YENAGOA, Nigeria (Reuters) – A well at a site operated by local Nigerian firm Eroton Exploration and Production Limited has been spilling oil and gas into the Niger Delta for more than a week, the company and an agency responsible for detecting oil spills said.
Eroton produces and exports crude from its Oil Mining Lease 18 block through the Nembe Creek Trunkline.
Last year, a nearby well run by Aiteo Eastern E&P spilled oil for more than a month, polluting the Delta creeks before it was successfully shut.
Idris Musa, head of the National Oil Spills Detection and Response Agency said on Sunday Eroton had reported the spill to authorities, blaming it on a leak from a wellhead.
Eroton said in an undated statement seen by Reuters on Sunday that the incident started on June 15 and preliminary findings showed vandalism was the cause.
The wellhead platform had been removed, making it difficult to gain access to the well, it added.
“Our team of well engineers are working with contractors and evaluating the safest procedure that will be required to bring the well under control,” the company said.

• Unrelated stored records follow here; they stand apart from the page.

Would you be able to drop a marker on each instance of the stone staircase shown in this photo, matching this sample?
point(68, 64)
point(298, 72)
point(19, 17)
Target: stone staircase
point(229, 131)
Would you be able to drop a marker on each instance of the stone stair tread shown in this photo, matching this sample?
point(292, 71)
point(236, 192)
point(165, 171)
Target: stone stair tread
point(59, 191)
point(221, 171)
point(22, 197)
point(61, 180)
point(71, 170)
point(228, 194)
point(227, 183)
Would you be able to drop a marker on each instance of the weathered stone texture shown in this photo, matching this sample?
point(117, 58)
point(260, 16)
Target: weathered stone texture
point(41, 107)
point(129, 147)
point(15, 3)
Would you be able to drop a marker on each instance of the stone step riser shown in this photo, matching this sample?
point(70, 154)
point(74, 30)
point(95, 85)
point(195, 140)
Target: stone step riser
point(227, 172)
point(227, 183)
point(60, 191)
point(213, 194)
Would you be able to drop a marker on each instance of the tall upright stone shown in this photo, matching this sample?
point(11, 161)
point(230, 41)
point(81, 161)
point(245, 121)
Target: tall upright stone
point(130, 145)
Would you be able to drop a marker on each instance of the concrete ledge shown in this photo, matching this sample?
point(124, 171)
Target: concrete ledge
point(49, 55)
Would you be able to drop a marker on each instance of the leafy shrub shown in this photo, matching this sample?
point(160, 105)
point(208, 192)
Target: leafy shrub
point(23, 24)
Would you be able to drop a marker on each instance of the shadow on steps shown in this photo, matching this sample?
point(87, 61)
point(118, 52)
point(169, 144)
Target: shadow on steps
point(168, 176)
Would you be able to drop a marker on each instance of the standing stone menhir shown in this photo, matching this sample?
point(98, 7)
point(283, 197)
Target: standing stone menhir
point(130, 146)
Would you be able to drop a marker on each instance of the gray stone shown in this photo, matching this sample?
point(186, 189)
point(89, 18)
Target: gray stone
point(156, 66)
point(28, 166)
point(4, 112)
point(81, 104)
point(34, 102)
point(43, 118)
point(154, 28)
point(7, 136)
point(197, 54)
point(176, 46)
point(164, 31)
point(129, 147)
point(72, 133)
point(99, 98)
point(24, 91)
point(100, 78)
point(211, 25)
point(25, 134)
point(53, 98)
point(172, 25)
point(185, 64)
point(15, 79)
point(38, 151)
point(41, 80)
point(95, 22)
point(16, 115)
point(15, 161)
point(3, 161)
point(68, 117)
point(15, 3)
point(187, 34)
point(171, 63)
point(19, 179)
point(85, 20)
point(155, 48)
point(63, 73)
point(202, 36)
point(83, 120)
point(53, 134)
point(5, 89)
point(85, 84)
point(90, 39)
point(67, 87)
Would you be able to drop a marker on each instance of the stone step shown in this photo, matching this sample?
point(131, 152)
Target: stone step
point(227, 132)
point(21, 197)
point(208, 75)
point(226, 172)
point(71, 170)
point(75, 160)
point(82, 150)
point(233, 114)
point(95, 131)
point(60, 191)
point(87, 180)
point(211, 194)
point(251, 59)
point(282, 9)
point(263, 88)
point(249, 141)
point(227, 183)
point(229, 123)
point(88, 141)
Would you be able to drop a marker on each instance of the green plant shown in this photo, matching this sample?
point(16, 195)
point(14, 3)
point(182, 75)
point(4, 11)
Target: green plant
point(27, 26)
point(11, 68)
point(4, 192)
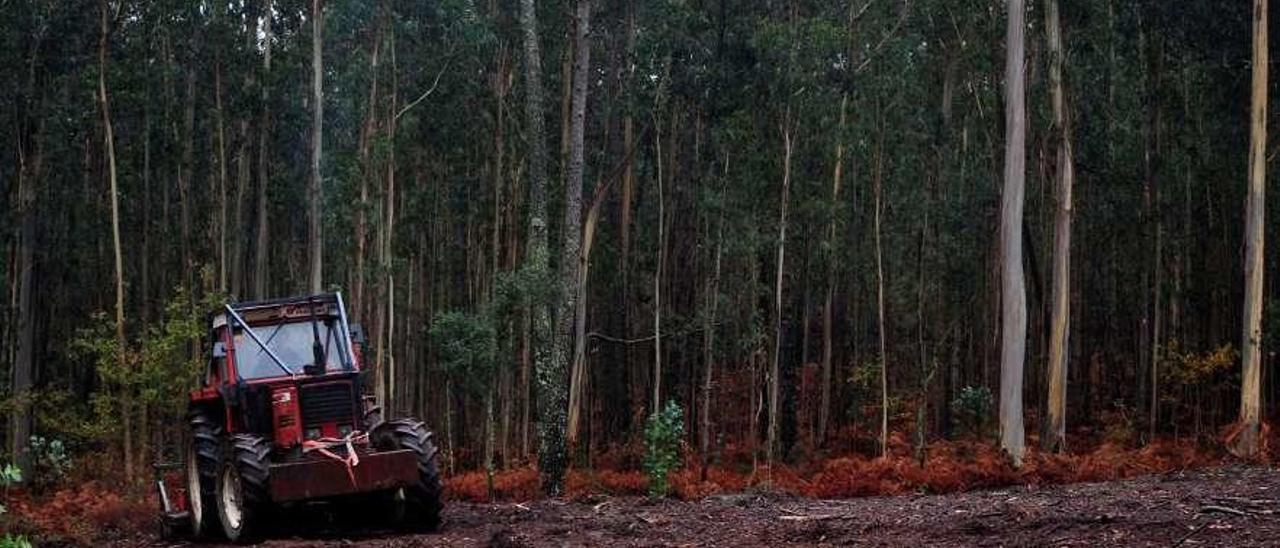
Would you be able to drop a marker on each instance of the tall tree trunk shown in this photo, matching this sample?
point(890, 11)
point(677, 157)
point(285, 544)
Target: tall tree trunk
point(23, 357)
point(1013, 295)
point(635, 370)
point(315, 236)
point(704, 433)
point(264, 237)
point(775, 366)
point(222, 176)
point(881, 328)
point(1247, 439)
point(109, 144)
point(828, 302)
point(368, 172)
point(656, 403)
point(387, 369)
point(572, 260)
point(551, 384)
point(1055, 428)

It was not immediately clear how much oil is produced from the well, which is part of assets that Eroton bought in 2015 from oil major Shell, which is selling its onshore assets to concentrate on deepwater drilling.
Oil spills, sometimes due to vandalism or corrosion, are common in the Niger Delta, a vast maze of creeks and mangrove swamps criss-crossed by pipelines and blighted by poverty, pollution, oil-fuelled corruption and violence.